The medical reality of keeping track of—let alone disposing of—expelled fertilized eggs is dubious at best. According to experts, more than half of fertilized eggs never fully implant, meaning they don’t result in a pregnancy. And most people won’t know if they’ve passed one, and if they did, it’s unlikely they would be at a clinic or doctor’s office when it occurred. Yet the proposed law would require that such tissue be cremated or buried.
“Typically, fertilized eggs that do not implant would not be expelled in a medical facility,” said Kavita Vinekar, a Pennsylvania-based OB/GYN and fellow at Physicians for Reproductive Health. “It is very unlikely that someone would know that has happened.” It’s also left unstated what would be required if someone miscarries at home—would the person need to preserve the remains to bury them?
It’s clear that the point of Ryan’s legislation isn’t to reflect accepted biological and medical facts, physicians say. Jennifer Conti, an OB/GYN in California, pointed out that the bill’s expanded definition of fetal death would also have implications for individuals and couples undergoing in-vitro fertilization, or IVF, which can involve several unsuccessful attempts to implant embryos in the process of getting pregnant.
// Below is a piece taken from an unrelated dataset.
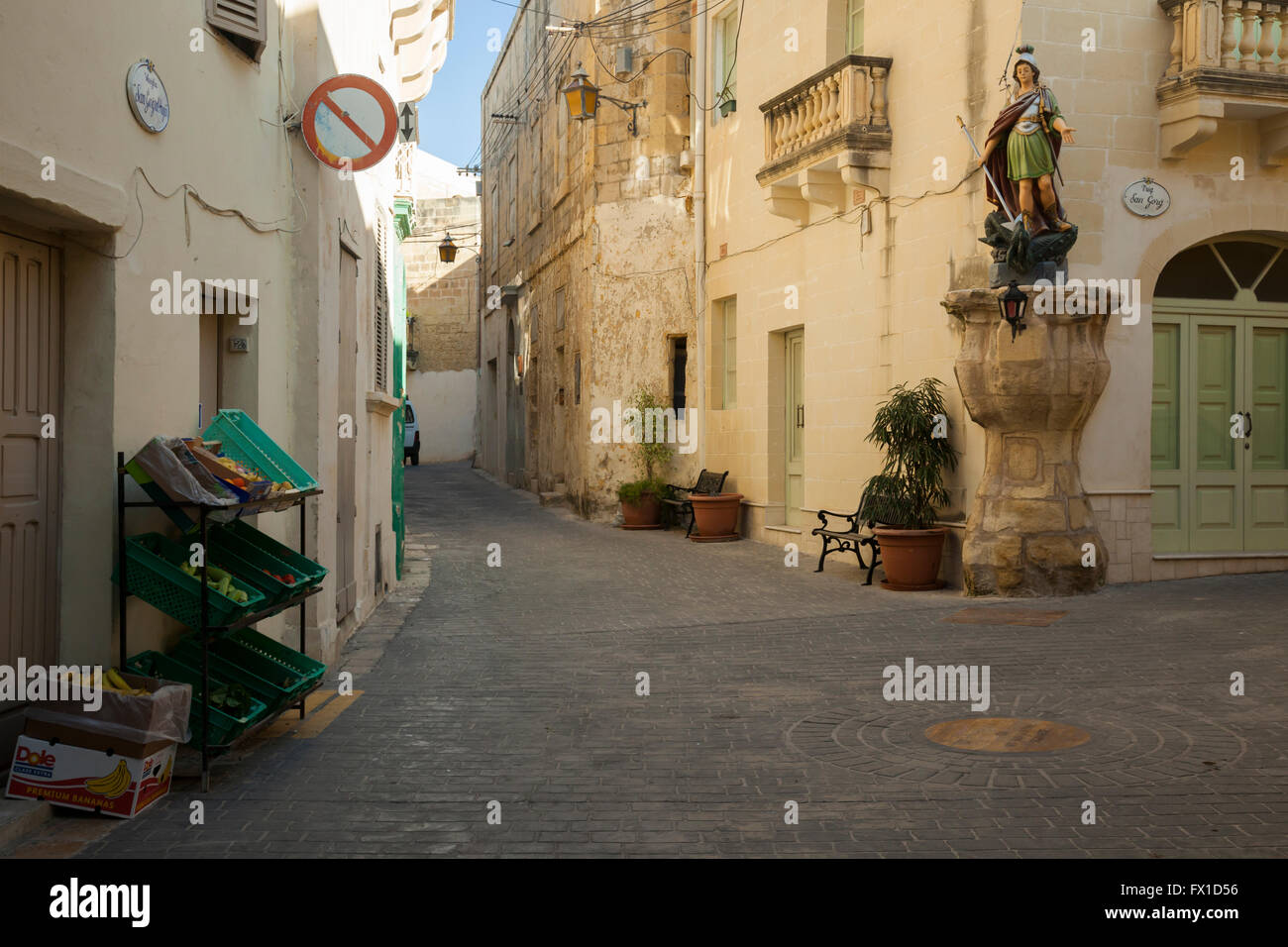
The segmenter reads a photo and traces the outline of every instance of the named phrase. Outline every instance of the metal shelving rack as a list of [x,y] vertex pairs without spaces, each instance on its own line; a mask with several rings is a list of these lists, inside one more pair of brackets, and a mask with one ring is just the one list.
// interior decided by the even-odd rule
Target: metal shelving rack
[[[269,716],[265,716],[263,720],[258,722],[250,729],[240,733],[231,743],[225,743],[225,745],[222,745],[222,746],[210,746],[210,727],[209,727],[209,723],[210,723],[209,722],[209,716],[210,716],[209,707],[210,707],[210,703],[209,703],[209,694],[210,694],[210,638],[211,638],[211,635],[214,635],[214,634],[228,634],[229,631],[236,631],[237,629],[247,627],[250,625],[254,625],[255,622],[263,621],[264,618],[270,618],[274,615],[285,612],[287,608],[294,608],[294,607],[299,606],[299,608],[300,608],[300,653],[305,655],[305,653],[308,653],[304,649],[304,633],[305,633],[305,626],[307,626],[307,622],[305,622],[305,606],[307,606],[309,598],[312,598],[313,595],[317,595],[319,591],[322,591],[322,585],[318,584],[318,585],[309,586],[308,589],[305,589],[300,594],[292,595],[291,598],[286,599],[285,602],[278,602],[276,606],[272,606],[269,608],[264,608],[264,609],[261,609],[259,612],[255,612],[254,615],[247,615],[247,616],[245,616],[242,618],[238,618],[237,621],[234,621],[231,625],[211,625],[211,624],[209,624],[209,615],[210,615],[209,613],[210,586],[206,585],[206,558],[207,557],[205,555],[205,550],[209,549],[209,541],[207,541],[209,540],[209,535],[207,535],[209,519],[207,519],[207,515],[210,513],[218,512],[218,510],[234,512],[234,510],[243,510],[243,509],[250,508],[250,506],[264,506],[265,502],[269,502],[269,501],[265,501],[264,499],[259,499],[259,500],[247,500],[246,502],[232,504],[232,505],[228,505],[228,506],[211,506],[211,505],[198,504],[198,502],[160,502],[157,500],[126,500],[125,499],[125,475],[126,475],[125,454],[122,451],[117,451],[116,452],[116,568],[117,568],[118,582],[117,582],[117,586],[116,586],[116,599],[117,599],[117,616],[118,616],[118,620],[120,620],[120,629],[121,629],[121,661],[120,661],[120,666],[121,666],[122,670],[125,669],[125,658],[126,658],[126,656],[129,653],[129,648],[126,646],[126,636],[128,636],[128,627],[129,627],[129,625],[128,625],[128,620],[126,620],[125,600],[130,595],[129,579],[128,579],[128,576],[129,576],[129,573],[128,573],[128,562],[126,562],[128,555],[126,555],[126,551],[125,551],[125,539],[126,539],[125,537],[125,510],[133,509],[133,508],[151,508],[151,509],[158,509],[158,510],[176,510],[176,509],[189,509],[189,510],[194,509],[194,510],[197,510],[197,523],[198,523],[198,528],[201,531],[201,549],[202,549],[202,557],[201,557],[201,627],[200,629],[193,629],[193,630],[197,631],[200,634],[200,636],[201,636],[201,693],[204,696],[207,696],[207,698],[202,700],[202,702],[201,702],[201,791],[206,792],[206,791],[210,790],[210,754],[211,754],[211,750],[225,751],[225,750],[231,749],[232,746],[234,746],[238,741],[245,740],[246,737],[251,736],[252,733],[256,733],[258,731],[263,729],[263,727],[268,725],[269,723],[272,723],[273,720],[276,720],[277,718],[279,718],[286,711],[295,710],[296,707],[299,709],[299,711],[300,711],[300,719],[303,720],[304,719],[304,700],[310,693],[313,693],[313,691],[316,691],[318,687],[322,685],[322,680],[318,679],[318,682],[313,687],[310,687],[308,691],[305,691],[304,693],[301,693],[296,698],[295,702],[287,703],[287,705],[282,706],[281,709],[278,709],[277,713],[274,713],[274,714],[272,714]],[[299,549],[300,555],[305,555],[307,554],[305,553],[305,536],[307,536],[305,524],[307,524],[307,519],[305,519],[304,501],[308,500],[310,496],[318,496],[321,493],[322,493],[322,488],[321,487],[314,487],[313,490],[305,490],[305,491],[301,491],[300,493],[298,493],[296,496],[291,497],[292,502],[286,504],[286,505],[279,505],[274,510],[265,510],[265,512],[269,512],[269,513],[281,513],[282,510],[289,510],[289,509],[291,509],[294,506],[299,506],[300,508],[300,549]],[[276,501],[272,501],[272,502],[281,504],[282,501],[281,500],[276,500]]]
“Anti-choice legislators are fools if they think science is selective,” Conti said. “You can’t arbitrarily choose when and when not to apply facts. Science is science and embryos are cells of potential, not definitive life.”
Ryan contends that his legislation gives women and their families “a voice” in the decision about what happens to aborted or miscarried fetal remains: When his wife had a miscarriage in the 1970s, he said he was upset the hospital disposed of the fetal remains without asking him, even though, currently, patients have the ability to make their own burial arrangements if a hospital doesn’t accommodate them. But critics of the legislation say that not everyone wishes to be involved in that decision-making process, especially if they have lost a pregnancy they intended to carry to term.
“We received heartfelt emails from women telling us about their early miscarriages, how difficult they were, and how much worse it would have been were they forced to get a death certificate for a pregnancy that they understood so differently,” Democratic Pennsylvania Rep. Dan Frankel told PennLive.com. “It’s simply wrong to tell women what a loss of pregnancy is supposed to mean to them.”
The Republican-controlled Pennsylvania House passed the bill in a 123-76 vote earlier this week, and with a majority-Republican state Senate, it is likely to go to Governor Tom Wolf’s desk. Though Wolf, a pro-choice Democrat, has vowed to veto the legislation, a group of anti-choice Democrats could help their Republican colleagues override Wolf’s veto.
Physicians worry that, beyond the mandates HB 1890 would place on their work, the consequences would be much graver for their patients, who may internalize the stigma they say is baked into Ryan’s legislation.
“For my patients … this question is about arriving at the decision that is best for their needs, their families, and their belief systems,” Vinekar said. “The patients I care for are strong, loving, and resilient. They navigate the ‘gray’ areas of life with courage. Legislating these nuanced and deeply personal decisions strips my patients of their most basic human rights, their dignity, and their health care—that is the ultimate violation of personhood.”